Jakob Yngvason

Jacob Yngvason ( born November 23, 1945 in Reykjavík ) is an Icelandic / Austrian theoretical and mathematical physicist.

Yngvason After leaving school in Reykjavík in 1964 at the University of Göttingen, where in 1969 he earned his Diploma in physics and a doctorate in Hans -Jürgen Borchers 1973. After that, he was a research assistant in Göttingen, where he habilitated in 1979. From 1979 he was a scientist ( Senior Research Scientist ) at the Science Institute of the University of Iceland in Reykjavík and from 1985 professor of theoretical physics at this university. Since 1996 he is full professor at the University of Vienna, and was president from 1998 to 2003 and from 2004 to 2011 scientific director of the Erwin Schrödinger Institute for Mathematical Physics in Vienna. Since 2012 he is Deputy Director of the Institute. He has been a visiting scientist at Rutgers University, the Universities of Göttingen and Leipzig, the IHES, the NORDITA, at the Max Planck Institute for Physics in Munich and at DESY.
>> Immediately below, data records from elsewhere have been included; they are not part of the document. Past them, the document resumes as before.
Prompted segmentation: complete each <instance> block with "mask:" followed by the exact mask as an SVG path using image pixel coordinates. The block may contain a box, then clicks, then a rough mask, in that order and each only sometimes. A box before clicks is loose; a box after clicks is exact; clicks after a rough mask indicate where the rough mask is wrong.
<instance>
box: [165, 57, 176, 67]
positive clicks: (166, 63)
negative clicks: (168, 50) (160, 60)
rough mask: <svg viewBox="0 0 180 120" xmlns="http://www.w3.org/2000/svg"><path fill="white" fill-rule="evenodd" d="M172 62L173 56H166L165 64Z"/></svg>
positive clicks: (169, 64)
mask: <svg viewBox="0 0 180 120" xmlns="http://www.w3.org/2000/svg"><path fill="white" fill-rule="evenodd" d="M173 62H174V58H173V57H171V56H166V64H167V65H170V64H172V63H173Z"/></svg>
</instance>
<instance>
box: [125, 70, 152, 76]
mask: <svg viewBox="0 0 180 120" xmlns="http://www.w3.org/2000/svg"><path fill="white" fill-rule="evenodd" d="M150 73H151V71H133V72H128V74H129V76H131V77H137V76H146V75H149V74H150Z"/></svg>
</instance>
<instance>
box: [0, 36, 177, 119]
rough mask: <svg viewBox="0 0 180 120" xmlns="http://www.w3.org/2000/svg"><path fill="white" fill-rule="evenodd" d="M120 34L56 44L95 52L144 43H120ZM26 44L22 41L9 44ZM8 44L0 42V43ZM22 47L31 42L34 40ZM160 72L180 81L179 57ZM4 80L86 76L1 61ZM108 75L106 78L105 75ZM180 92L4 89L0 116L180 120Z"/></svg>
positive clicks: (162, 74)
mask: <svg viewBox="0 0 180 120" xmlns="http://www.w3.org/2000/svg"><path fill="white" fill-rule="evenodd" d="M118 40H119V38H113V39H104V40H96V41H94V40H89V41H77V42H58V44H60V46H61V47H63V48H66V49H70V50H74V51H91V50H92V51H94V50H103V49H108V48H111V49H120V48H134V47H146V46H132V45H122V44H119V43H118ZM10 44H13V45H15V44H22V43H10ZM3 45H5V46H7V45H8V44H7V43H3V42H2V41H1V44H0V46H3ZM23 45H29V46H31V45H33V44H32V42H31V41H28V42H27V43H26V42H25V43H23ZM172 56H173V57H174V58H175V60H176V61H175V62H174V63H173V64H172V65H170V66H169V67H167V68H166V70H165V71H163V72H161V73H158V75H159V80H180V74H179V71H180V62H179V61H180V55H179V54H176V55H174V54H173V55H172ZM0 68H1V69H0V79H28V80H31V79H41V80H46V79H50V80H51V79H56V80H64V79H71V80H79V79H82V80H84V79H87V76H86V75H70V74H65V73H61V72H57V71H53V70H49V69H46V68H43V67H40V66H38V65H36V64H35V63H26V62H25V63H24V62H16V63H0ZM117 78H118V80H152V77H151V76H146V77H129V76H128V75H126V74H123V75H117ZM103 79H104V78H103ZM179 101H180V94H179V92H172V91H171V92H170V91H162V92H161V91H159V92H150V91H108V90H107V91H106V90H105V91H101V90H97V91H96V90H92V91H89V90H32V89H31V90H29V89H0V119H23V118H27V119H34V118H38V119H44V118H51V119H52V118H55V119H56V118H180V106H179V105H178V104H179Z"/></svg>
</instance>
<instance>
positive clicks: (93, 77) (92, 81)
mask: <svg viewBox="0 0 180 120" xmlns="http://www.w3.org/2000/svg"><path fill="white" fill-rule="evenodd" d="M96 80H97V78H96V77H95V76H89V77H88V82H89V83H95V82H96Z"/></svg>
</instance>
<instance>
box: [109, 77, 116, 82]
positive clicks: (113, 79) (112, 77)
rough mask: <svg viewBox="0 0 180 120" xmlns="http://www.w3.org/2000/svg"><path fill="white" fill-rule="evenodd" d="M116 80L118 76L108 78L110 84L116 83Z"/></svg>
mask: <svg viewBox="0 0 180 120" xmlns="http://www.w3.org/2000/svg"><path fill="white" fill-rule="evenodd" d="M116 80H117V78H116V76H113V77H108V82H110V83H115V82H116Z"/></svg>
Yngvason worked with Elliott Lieb together on mathematical foundations of thermodynamics ( entropy axiomatic definition) and statistical mechanics (including behavior of matter at extremely high magnetic fields, such as in the interior of pulsars in quantum statistics).
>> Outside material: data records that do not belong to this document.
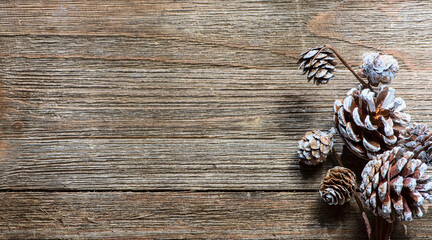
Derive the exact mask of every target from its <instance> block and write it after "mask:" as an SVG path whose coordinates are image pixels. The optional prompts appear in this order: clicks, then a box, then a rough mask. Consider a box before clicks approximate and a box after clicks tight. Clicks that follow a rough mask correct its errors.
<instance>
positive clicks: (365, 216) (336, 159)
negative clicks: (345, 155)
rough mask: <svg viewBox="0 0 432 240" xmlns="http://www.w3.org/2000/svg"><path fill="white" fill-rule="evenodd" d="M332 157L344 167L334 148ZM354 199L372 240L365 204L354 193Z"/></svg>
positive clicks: (366, 232) (368, 232) (339, 164)
mask: <svg viewBox="0 0 432 240" xmlns="http://www.w3.org/2000/svg"><path fill="white" fill-rule="evenodd" d="M332 156H333V159H335V160H336V161H337V162H338V164H339V166H341V167H343V163H342V160H341V158H340V157H339V154H338V153H337V152H336V150H335V149H334V148H332ZM354 198H355V200H356V203H357V206H358V207H359V209H360V211H361V216H362V218H363V221H364V223H365V225H366V233H367V235H368V239H369V240H372V228H371V226H370V222H369V219H368V218H367V215H366V211H365V210H364V208H363V204H362V203H361V201H360V198H359V197H358V196H357V194H356V193H354Z"/></svg>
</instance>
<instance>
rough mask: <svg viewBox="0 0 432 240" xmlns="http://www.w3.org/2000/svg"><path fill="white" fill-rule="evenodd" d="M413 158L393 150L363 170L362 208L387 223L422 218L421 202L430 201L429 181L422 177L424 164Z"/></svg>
mask: <svg viewBox="0 0 432 240" xmlns="http://www.w3.org/2000/svg"><path fill="white" fill-rule="evenodd" d="M413 155H414V154H413V153H412V152H404V151H403V150H402V149H401V148H400V147H395V148H393V149H392V150H391V151H390V150H389V151H386V152H384V153H383V154H380V155H378V156H376V157H374V158H373V159H372V160H371V161H369V162H368V163H367V164H366V166H365V168H364V169H363V172H362V179H363V181H362V183H361V186H360V192H361V196H362V198H363V199H364V200H365V205H366V206H367V208H368V209H370V210H372V212H373V213H374V214H375V215H379V216H381V217H382V218H384V219H386V220H387V221H388V222H393V221H394V220H395V219H398V220H400V221H411V220H412V218H413V215H414V216H417V217H422V216H423V212H422V205H423V202H424V200H428V201H431V200H432V196H431V194H432V180H431V178H430V176H424V174H425V172H426V170H427V165H426V164H425V163H422V162H421V160H419V159H415V158H413Z"/></svg>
In 1993 he received the Olafur Danielsson Prize in Mathematics, 2002, Levi- Conant Prize of the American Mathematical Society (along with Elliott Lieb ), and the 2004 Erwin Schrödinger Prize of the Austrian Academy of Sciences. He was Vice President of the International Association of Mathematical Physics 2000-2005. In 1994 he gave a plenary lecture at the 13th International Congress on Mathematical Physics in Paris. He is a member of the Societas Scientiarum Islandica and corresponding member of the Academy of Sciences in Göttingen and the Royal Danish Academy of Sciences.

His doctoral counts Robert Seiringer.

He is married to the professor of lexicography at Reykjavík University Guðrún Kvaran.